As a brief recap, the problems that China faces include the need to shift from investment to domestic-focused growth, a major bad-debt problem, overcapacity across many industries, rising income inequality, environmental degradation and growing social unrest.
Comparisons are being drawn between China now and Japan in the 1980s.
"The important characteristics of Japan in the late 1980s would almost certainly include the following," wrote Michael Pettis, a finance professor at Peking University's Guanghua School of Management, in a 27 October blog post.
"Japan in the late 1980s grew at extraordinary rates fuelled by a credit-backed investment boom funded at artificially low interest rates.
"Although for many decades much of the investment may have been viable and necessary, by the 1980s investment was increasingly misallocated into expanding unnecessary manufacturing capacity, as well as fuelling surges in real estate development and excess spending on infrastructure."
Artificially low interest rates, set nominally by the central bank but in reality by the Ministry of Finance, led to a bubble in housing and other asset prices and penalised household savings, he added.
"An artificially low currency fuelled very rapid growth in the tradable goods sector while also constraining household income growth," he said. "Because the growth model constrained growth in household income and household consumption, it forced up the domestic savings rate to extraordinary levels."
Low consumption and excessive manufacturing capacity required a high trade surplus in order to balance production with demand as debts soared way beyond the ability to service debts, he added.

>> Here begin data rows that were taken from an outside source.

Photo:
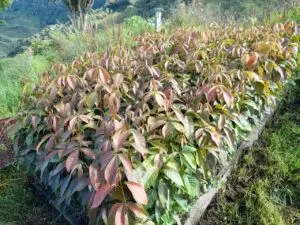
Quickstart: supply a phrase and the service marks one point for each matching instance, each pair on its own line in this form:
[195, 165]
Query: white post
[158, 16]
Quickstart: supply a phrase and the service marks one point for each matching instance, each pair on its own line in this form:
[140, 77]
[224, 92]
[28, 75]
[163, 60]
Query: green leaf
[163, 190]
[174, 176]
[190, 159]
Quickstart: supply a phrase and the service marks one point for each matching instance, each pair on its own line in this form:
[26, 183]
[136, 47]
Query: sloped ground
[19, 205]
[265, 189]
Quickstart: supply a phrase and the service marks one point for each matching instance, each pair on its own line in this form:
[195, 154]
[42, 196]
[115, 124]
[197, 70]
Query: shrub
[137, 134]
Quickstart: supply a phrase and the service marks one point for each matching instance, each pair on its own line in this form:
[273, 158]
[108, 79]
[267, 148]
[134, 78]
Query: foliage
[264, 189]
[14, 72]
[4, 4]
[123, 129]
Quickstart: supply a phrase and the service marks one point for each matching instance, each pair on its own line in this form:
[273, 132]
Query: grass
[18, 205]
[63, 45]
[265, 189]
[14, 72]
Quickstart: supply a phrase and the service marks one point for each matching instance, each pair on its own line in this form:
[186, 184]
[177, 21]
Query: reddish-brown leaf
[95, 177]
[127, 164]
[121, 217]
[138, 192]
[104, 75]
[111, 172]
[139, 142]
[119, 139]
[100, 195]
[137, 210]
[88, 152]
[114, 209]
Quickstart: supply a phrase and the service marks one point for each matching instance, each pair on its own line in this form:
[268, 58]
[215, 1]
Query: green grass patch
[265, 187]
[14, 73]
[18, 205]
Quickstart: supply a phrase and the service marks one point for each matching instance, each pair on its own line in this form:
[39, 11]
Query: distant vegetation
[4, 4]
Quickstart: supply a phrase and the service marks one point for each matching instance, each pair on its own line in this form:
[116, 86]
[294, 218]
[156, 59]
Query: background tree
[4, 4]
[78, 10]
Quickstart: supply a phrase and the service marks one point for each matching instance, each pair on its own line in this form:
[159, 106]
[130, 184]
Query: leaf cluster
[137, 134]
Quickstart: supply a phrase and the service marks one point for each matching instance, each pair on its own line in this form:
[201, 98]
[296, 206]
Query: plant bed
[6, 151]
[264, 187]
[136, 136]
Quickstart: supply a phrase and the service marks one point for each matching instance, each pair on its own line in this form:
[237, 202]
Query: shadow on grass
[21, 206]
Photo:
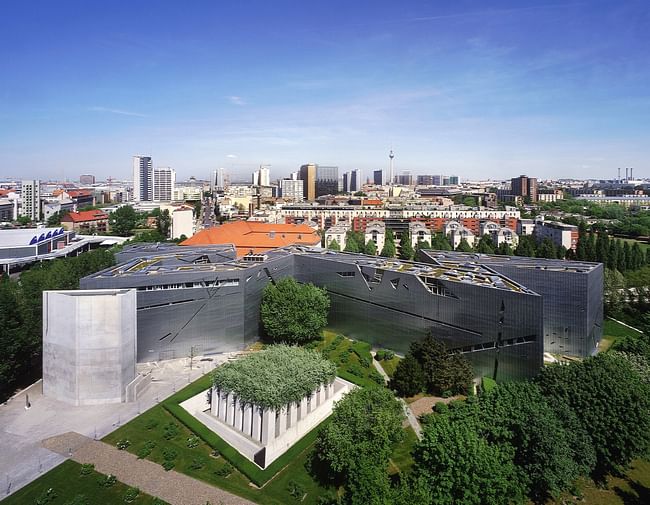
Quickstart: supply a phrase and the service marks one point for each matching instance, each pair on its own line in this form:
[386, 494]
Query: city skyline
[460, 89]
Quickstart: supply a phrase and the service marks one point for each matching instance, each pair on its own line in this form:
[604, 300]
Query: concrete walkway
[23, 458]
[410, 417]
[173, 487]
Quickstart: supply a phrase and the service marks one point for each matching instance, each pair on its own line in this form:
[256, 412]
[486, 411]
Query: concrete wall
[89, 345]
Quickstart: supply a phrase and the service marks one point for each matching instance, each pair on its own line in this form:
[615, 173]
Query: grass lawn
[152, 427]
[631, 489]
[401, 459]
[352, 358]
[67, 483]
[389, 365]
[612, 331]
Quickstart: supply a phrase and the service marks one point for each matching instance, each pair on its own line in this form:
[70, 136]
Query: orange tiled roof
[249, 236]
[86, 215]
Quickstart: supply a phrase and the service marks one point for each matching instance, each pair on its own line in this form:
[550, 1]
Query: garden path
[173, 487]
[407, 409]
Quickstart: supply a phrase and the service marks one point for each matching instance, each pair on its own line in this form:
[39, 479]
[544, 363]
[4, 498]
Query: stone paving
[173, 487]
[23, 458]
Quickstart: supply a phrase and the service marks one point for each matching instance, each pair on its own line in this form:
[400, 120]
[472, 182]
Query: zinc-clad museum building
[204, 300]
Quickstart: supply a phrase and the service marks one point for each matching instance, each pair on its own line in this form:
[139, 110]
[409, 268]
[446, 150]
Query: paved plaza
[23, 430]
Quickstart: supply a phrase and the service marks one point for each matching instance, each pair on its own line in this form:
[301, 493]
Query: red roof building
[251, 236]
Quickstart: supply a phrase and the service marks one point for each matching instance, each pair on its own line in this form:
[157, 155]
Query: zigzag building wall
[192, 301]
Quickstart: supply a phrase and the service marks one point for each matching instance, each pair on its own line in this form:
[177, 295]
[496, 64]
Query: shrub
[46, 497]
[296, 490]
[151, 424]
[197, 463]
[131, 494]
[87, 469]
[107, 480]
[441, 408]
[170, 430]
[79, 499]
[356, 370]
[375, 376]
[225, 470]
[169, 454]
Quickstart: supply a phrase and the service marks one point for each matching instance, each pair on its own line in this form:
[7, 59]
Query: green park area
[73, 484]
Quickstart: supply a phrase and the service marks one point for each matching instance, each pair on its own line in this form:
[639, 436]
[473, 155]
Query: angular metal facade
[572, 292]
[214, 307]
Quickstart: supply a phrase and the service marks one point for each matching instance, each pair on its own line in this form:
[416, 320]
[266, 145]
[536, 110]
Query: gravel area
[173, 487]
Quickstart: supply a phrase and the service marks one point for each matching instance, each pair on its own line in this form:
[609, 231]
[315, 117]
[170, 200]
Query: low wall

All of the above apply to China today.
Another parallel with Japan is China has a rapidly ageing population, but unlike Japan, China is a poor country in terms of per capita GDP.
Favourable demographics were one of the factors that supported China's strong growth during the 1990s and 2000s. But now that the demographic dividend seems to be over, growth is being jeopardised by rising healthcare and pension costs.
Over the past three years, the Chinese government has spent $125bn to provide health insurance to 95% of the population, said McKinsey in a July 2012 study. But China still has a long way to go to deal with a big gap between the quality of rural and urban healthcare, added the study. "China could face a pension fund shortfall of 18.3 trillion yuan ($2.9 trillion) by 2013 due to accelerated population ageing," wrote the 27 September issue of the China Daily, the official government newspaper.
A senior government official "advised that improving the current pension system should include moving back the retirement age for some people from 60 to 63 years old and asking employees to pay pension premiums for 35 years instead of the current 30 years," said the same article.
Inadequate healthcare coverage and not enough money to pay for pensions suggest that China's rebalancing, towards domestic consumption as the biggest driver of growth, may take a long time.